My suggested fix involves using cloudflare, which nation.africa is already using for DNS and CDN management. create a web worker that checks the IP address. if the ip address is from search engines, then return the extra paid content for SEO, otherwise reduct the extra content. with this, it would still be possible to see the content by routing the request with a https://pagespeed.web.dev/ , which makes it harder than simple jatascript and css!

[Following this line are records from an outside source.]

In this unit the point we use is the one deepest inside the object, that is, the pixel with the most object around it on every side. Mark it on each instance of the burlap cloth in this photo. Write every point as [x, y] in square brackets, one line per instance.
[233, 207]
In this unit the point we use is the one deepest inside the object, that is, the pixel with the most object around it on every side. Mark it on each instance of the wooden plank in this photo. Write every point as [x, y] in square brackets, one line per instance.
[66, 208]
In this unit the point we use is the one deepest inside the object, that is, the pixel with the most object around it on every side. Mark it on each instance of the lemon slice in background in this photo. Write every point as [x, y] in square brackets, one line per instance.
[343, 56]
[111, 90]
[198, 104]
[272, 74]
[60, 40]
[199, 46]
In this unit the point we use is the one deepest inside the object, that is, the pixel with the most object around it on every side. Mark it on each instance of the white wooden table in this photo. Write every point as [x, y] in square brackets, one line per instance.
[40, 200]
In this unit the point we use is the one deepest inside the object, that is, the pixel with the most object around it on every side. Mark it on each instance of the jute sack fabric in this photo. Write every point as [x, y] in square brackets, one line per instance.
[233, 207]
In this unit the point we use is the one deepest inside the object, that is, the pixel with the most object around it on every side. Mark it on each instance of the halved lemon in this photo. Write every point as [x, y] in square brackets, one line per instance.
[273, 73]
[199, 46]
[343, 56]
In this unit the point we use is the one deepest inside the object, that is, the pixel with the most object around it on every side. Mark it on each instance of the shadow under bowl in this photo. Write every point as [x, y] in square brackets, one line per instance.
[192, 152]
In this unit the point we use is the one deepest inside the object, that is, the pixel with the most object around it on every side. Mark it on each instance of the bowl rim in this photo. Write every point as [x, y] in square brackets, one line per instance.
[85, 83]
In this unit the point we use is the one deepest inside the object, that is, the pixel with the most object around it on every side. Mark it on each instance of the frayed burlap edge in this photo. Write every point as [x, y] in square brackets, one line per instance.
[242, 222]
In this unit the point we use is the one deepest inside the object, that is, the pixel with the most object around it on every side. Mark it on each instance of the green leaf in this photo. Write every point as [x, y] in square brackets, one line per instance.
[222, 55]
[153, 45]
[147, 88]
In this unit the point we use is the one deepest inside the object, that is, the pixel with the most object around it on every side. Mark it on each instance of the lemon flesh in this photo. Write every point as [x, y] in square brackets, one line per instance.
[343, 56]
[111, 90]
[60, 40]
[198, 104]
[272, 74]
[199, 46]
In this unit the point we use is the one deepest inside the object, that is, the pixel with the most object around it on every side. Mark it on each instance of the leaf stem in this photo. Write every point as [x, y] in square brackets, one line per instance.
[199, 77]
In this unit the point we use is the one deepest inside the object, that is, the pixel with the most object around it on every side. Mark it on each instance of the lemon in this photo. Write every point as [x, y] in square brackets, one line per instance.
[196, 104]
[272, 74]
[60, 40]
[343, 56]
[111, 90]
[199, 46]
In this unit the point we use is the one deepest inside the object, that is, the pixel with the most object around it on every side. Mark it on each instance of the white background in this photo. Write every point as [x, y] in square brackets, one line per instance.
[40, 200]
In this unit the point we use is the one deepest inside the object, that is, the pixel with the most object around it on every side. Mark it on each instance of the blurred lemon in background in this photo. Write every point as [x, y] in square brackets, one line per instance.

The IP check involves an IP reverse lookup

In [None]:
# create a python reverse lookup code, and some tests! test with major search engines!

In [1]:
import socket
from ipaddress import ip_address
from urllib.parse import urlparse

async def reverse_dns_lookup(ip_addr, *host_names):
    """
    Perform reverse DNS lookup
    """
    # Check if host_names is empty or ip_addr is invalid
    if not host_names or not ip_addr or not is_valid_ip(ip_addr):
        return False
    
    try:
        # Get hostname from IP
        hostname, _, _ = socket.gethostbyaddr(ip_addr)
        # Check if IP matches any of the addresses for the hostname
        valid_ip = ip_addr in (i[4][0] for i in socket.getaddrinfo(hostname, None))
        # Check if hostname or its aliases match any of the allowed hosts
        valid_host = any(host_intersection(h, *host_names) for h in [hostname] + socket.gethostbyaddr(hostname)[1])
        return valid_ip and valid_host
    except:
        return False

def host_intersection(target_uri, *hosts):
    """
    Check if target_uri intersects with any of the hosts
    """
    if not target_uri or not hosts:
        return False
    
    try:
        current_host = urlparse(f"http://{target_uri}").netloc.lower()
        return any(
            current_host.endswith(h.lower()) or h.lower().endswith(current_host)
            for h in hosts
        )
    except:
        return False

def is_valid_ip(ip):
    """
    Check if the given string is a valid IP address
    """
    try:
        ip_address(ip)
        return True
    except ValueError:
        return False

# Usage example:
# import asyncio
# result = asyncio.run(reverse_dns_lookup("8.8.8.8", "google.com", "googlebot.com"))
# print(result)

In [3]:
await reverse_dns_lookup("66.249.66.1", "googlebot.com", "google.com")

True

As one can tell, doing this for every request is resource intensive, and it is best to cache this for about 7 days. a verified ip address should be allowed to query for a week without firther checks for a week!

Alternatives to doing this on the server is doing this on==in a CDN like cloudflare, using web workers in this case. this saves server resources and for a start, its free. web workers intercept a request to the server,  and is able to modify the request and the response.